Somos una especie idiota. Y no lo digo con despecho ni con desesperanza —que también—, sino con una mezcla rara de asombro, sarcasmo y una pizca de ternura amarga. Porque, qué duda cabe, el ser humano es un prodigio de contradicciones. Una criatura capaz de pintar la Capilla Sixtina con una mano, mientras con la otra arranca de cuajo los árboles que le dan oxígeno. Un simio refinado que escribe sonetos y luego mata por un estacionamiento. Un idiota con ínfulas de dios.

¿Y qué esperábamos? Venimos de una mezcla entre polvo estelar y berrinche evolutivo. Y aquí estamos, pavoneándonos por el mundo con nuestras frases de autoayuda y nuestros planes a cinco años. Pero basta que se caiga el Wi-Fi o que nos dejen en visto para que se nos desmorone la dignidad como castillo de naipes. Sería enternecedor si no fuera tan peligroso.

A ver, inventamos la democracia, pero votamos a los cretinos y tarados. Tenemos acceso ilimitado al conocimiento, pero preferimos la ignorancia porque viene con dibujitos y hashtags. Le tememos a la muerte, pero no a desperdiciar la vida. Admiramos el valor, pero vivimos aterrados de decir lo que pensamos, no vaya a ser que nos “bloquen” y nos dejen sin likes.

Somos una especie idiota porque confundimos ruido con verdad, fama con talento, poder con virtud, y sentir mucho con tener razón. A los que dudan los llamamos débiles. A los que gritan, líderes. A los que piensan, peligrosos. Y a los que aman sin condiciones, idiotas… como si no bastara con uno.

Y aún así, sobrevivimos. A fuerza de testarudez, sí, pero también de azar cósmico. Porque si la evolución fuera justa, hace siglos nos habríamos extinguido como los dinosaurios, pero sin el glamour de un meteorito. Lo nuestro sería más bien una muerte por estupidez: como ese tipo que se electrocuta intentando secarse el pelo en la ducha.
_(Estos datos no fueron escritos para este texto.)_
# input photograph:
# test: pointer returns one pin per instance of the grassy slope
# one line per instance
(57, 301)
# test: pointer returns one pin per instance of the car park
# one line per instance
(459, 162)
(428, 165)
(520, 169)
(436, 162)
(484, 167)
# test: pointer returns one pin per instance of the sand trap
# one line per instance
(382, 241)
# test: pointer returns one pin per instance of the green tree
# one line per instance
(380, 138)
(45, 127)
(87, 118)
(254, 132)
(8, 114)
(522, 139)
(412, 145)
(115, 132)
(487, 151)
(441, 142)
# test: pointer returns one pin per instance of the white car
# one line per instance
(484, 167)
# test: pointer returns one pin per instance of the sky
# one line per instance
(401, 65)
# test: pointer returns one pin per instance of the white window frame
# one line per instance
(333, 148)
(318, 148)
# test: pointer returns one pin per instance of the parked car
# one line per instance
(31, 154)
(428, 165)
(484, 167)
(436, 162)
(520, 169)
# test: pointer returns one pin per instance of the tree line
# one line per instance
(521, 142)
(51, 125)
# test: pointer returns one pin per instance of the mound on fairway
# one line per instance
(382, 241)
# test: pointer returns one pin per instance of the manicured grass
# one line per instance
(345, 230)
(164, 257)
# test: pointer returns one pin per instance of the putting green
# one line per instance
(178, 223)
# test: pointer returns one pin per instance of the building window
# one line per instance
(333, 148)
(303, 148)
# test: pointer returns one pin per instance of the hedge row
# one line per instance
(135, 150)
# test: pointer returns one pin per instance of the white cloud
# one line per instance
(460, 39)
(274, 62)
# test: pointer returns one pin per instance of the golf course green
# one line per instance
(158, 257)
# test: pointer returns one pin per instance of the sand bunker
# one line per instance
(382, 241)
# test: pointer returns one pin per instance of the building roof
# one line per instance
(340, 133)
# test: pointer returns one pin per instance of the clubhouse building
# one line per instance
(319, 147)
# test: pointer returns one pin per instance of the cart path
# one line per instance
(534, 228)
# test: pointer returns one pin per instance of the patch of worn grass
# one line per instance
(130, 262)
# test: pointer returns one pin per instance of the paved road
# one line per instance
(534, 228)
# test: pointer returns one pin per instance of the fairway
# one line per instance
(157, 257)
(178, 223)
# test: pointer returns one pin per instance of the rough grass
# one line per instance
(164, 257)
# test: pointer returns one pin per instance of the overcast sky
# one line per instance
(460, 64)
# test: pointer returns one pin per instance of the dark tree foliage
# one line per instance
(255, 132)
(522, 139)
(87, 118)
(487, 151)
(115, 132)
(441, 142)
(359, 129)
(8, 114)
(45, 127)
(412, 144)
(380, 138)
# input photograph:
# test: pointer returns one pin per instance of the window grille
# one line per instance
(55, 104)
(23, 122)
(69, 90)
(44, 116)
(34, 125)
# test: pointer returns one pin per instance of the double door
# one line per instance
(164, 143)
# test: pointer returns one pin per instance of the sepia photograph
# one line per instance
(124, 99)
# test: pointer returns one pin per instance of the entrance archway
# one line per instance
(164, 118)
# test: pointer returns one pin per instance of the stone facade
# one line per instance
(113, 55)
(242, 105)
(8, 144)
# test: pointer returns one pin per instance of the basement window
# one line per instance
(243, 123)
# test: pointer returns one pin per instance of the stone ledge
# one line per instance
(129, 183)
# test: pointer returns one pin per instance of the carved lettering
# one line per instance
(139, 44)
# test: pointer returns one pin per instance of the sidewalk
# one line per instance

Y lo peor —lo más aterradoramente bello— es que a veces brillamos. De verdad. Creamos música que hace llorar a los dioses y poesía que resucita muertos. Nos abrazamos en medio de terremotos, donamos órganos a desconocidos, lloramos con la muerte de un animal que ni siquiera sabíamos que existía. Hay días, poquísimos, en que pareciera que tenemos salvación.

Pero luego… abrimos Tiktok.

Y ahí se va todo al carajo.

Nos atrincheramos en ideologías como quien se esconde en un baño durante un bombardeo. Preferimos el fanatismo a la duda, porque pensar cansa y revisar los propios errores ni hablar. Nos repetimos las mismas frases hechas como rosarios de plástico. “Sé tú mismo”, “ama sin medida”, “fluye”. Y mientras tanto, nos odiamos con método y fluimos directo al precipicio.

¿Y el amor? Ah, sí. Otra especialidad del homo idioticus. Nos gusta lo que no podemos tener, despreciamos lo que sí, y cuando por fin lo entendemos, ya estamos divorciados, muertos o bloqueados en WhatsApp. Y ni hablar de los que intentan amar sin instrucciones: esos son lapidados por el tribunal del algoritmo.

Nos creemos eternos, pero vivimos como si no fuéramos a envejecer nunca. Nos llenamos de cosas que no necesitamos, para impresionar a gente que no nos quiere, mientras ignoramos a quienes de verdad se partirían el alma por nosotros.

Y con todo eso, ¡nos atrevemos a llamarnos inteligentes!

Y entonces, entre guerras por tonterías, selfies desde el abismo y canciones huecas reproducidas mil millones de veces, uno se pregunta si de verdad merecemos este mundo. Si acaso no habría sido más sensato que la evolución le apostara al pulpo o al cuervo. Porque mientras el ser humano siga creyéndose la cúspide de algo, en lugar de la advertencia de todo… no estaremos salvados. Estaremos sentenciados. Con un juicio sin juez y una celda sin barrotes: la idiotez perpetua. PdC.